Non un brano tradizionale, ma d’autore con tanto di copyright registrato nel 1978 o 1986 (Coban Records) da Alastair McDonald, scozzese doc. La melodia è stata completamente riscritta sempre da Alastair McDonald da una fonte tradizionale.

CANNONI CONTRO SPADE

Un lament contemporaneo che commemora la sconfitta degli Highlanders nella loro ultima battaglia nei pressi di Inverness.
Ecco com’è andata: era una piovosa mattina del 16 aprile 1746..  continua
Per una versione “in diretta” dal libro-saga di Diana Gabaldon “La straniera” (in Italia nei volumi “Il ritorno” e “Il cerchio di pietre”) e prossimamente nella seri tv “The Outlander”.
battle-cockade

ASCOLTA  Deánta in “Ready for the Storm” 1995, in cui scrivono che la melodia è un”old Gealic sea song”. Le immagini del video sono per lo più le riprese del film documentario di Peter Watkins (1964) Sicuramente la versione più straziante e commovente.

ASCOLTA Richard Morrison


Chorus
Cold the winds on the moors blow.
Warm the enemy’s fires glow.
Black (1) the harvest of Culloden,
Pain and fear and death grow.
I
‘Twas love of our prince drove us to Drumossie,
But in scarcely the time that it takes me to tell
The flower of our country lay scorched by an army
As ruthless and red as the embers of hell.
II
The Campbell and McFall (7) did the work of the English.
McDonald in anger did no work at all.
‘Twas musket and cannon against honour (9) and courage.
Invaders men stood while our clansmen did fall.
III
None other than children are left to the women (10),
With only the memory of father and son
Turned out of their homes to make shelter for strangers.
The blackest of hours on this land has begun.
Traduzione italiano Riccardo Venturi
CORO
Soffiano venti freddi sulle brughiere,
ardono caldi i fuochi del nemico.
[nera] (1) la
 Messe  di Culloden,
crescon la pena, la paura e la morte.
I
Fu l’amore per il nostro principe (2) a portarci a Drumossie, (3)
Ma nel tempo appena che mi ci vuole a narrare (4)
il fiore del nostro paese giacque straziato (5) da un’armata
spietata e rosso sangue (6) come i tizzoni infernali.
II
I Campbell e i McFall fecero il gioco degli inglesi
I McDonald, in preda all’ira, non fecero nessun gioco. (8)
Furon moschetti e cannoni contro onore e coraggio,
gli invasori rimasero in piedi mentre i nostri uomini dei clan caddero.
III
Nessuno altro che i bambini restano ormai alle donne,
con soltanto il ricordo di un padre e di un figlio.
Scacciati dalle loro case (11) per alloggiare gli stranieri.
L’ora più nera del nostro paese è cominciata. (12)

NOTE
1) in alcune versioni like. Il verso è ripreso nell’ultima strofa con la chiusura “The blackest of hours”
2) Il Bonny Prince Charlie.
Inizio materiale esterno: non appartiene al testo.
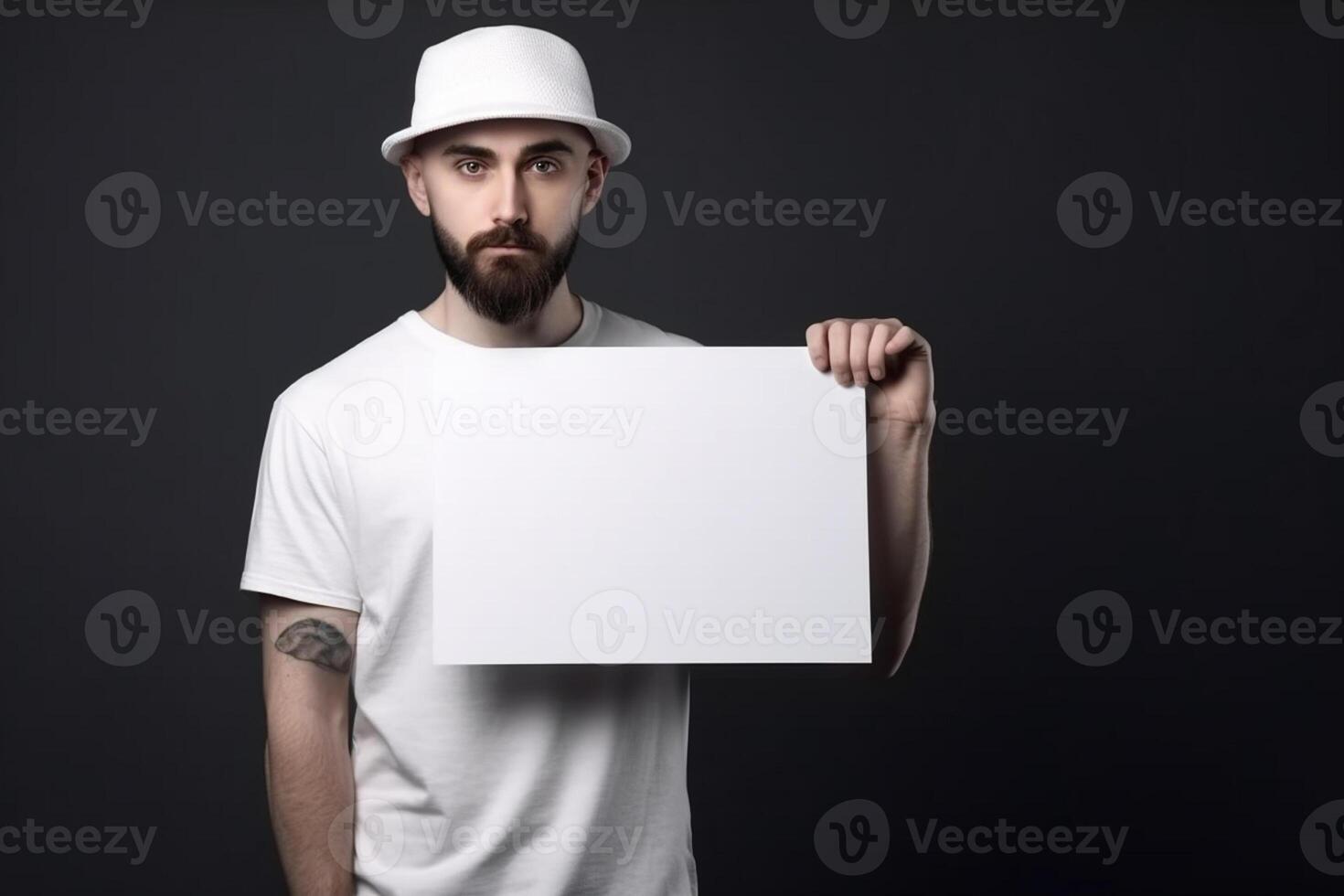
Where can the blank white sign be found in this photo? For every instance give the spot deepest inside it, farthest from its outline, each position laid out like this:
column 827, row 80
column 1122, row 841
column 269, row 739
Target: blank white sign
column 671, row 504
Chi era il “Giovane Pretendente”? Probabilmente solo un damerino con l’accento italiano e la passione del brandy, ma quanto fu il fascino che esercitò sugli scozzesi delle Highlands! vedi
3) Drumossie ovvero Inverness
4) un ora tanto durò la battaglia
5) il generale Cumberland, comandante dell’esercito inglese [e figlio del re], ordinò che tutti i prigionieri e i feriti giacobiti fossero messi a morte, ma i capi clan e pochi altri vennero fatti prigionieri.
6) le giubbe rosse
7) Mary Dillon e Alastair  dicono “Red Campbell the fox” Il rosso Campbell la volpe trovato anche scritto come “Red Campbell, the false” inserire citazione di Gabaldon
8) nota di Riccardo: Nella canzone si accusano alcuni tra i principali clan scozzesi (e i due principali: i Campbell e i McDonald) di aver fatto poco o punto per la causa giacobita, e addirittura il gioco degli inglesi. La realtà storica è differente. Anche i Campbell e i McDonald condivisero il tragico destino di tutti i clan dopo la disfatta di Culloden.
9) Alastair dice “claymores” ovvero gli spadoni degli highlanders
10) Mary Dillon e Alastair dicono “Now mothers and children are left to their weeping” (Madri e figli sono lasciati nel pianto)
11) Nei mesi e anni successivi a Culloden fu caccia all’uomo per coloro che erano riusciti a fuggire dal campo della battaglia e per i loro sostenitori, anche le famiglie e i simpatizzanti vennero incarcerati e coloro che offrivano ospitalità ai fuggiaschi erano espropriati e processati per alto tradimento. Ancora Riccardo scrive  “I prigionieri incarcerati furono portati in Inghilterra per essere processati con accuse di alto tradimento; i processi si svolsero a Berwich, a York e a Londra. Fu stabilita una “percentuale fissa” di condanne a morte: un prigioniero su venti veniva messo al patibolo. In totale, 3470 scozzesi giacobiti vennero processati. 120 furono impiccati; 88 morirono in prigione; 936 furono deportati nelle colonie e 222 furono esiliati. Alcuni furono assolti e liberati, ma di altri 700 non si sa assolutamente niente” (tratto da qui)
12) Le Highlands furono militarizzate e tenute sotto stretto controllo inglese, senza parlare delle leggi volte a spezzare “l’highlander pride”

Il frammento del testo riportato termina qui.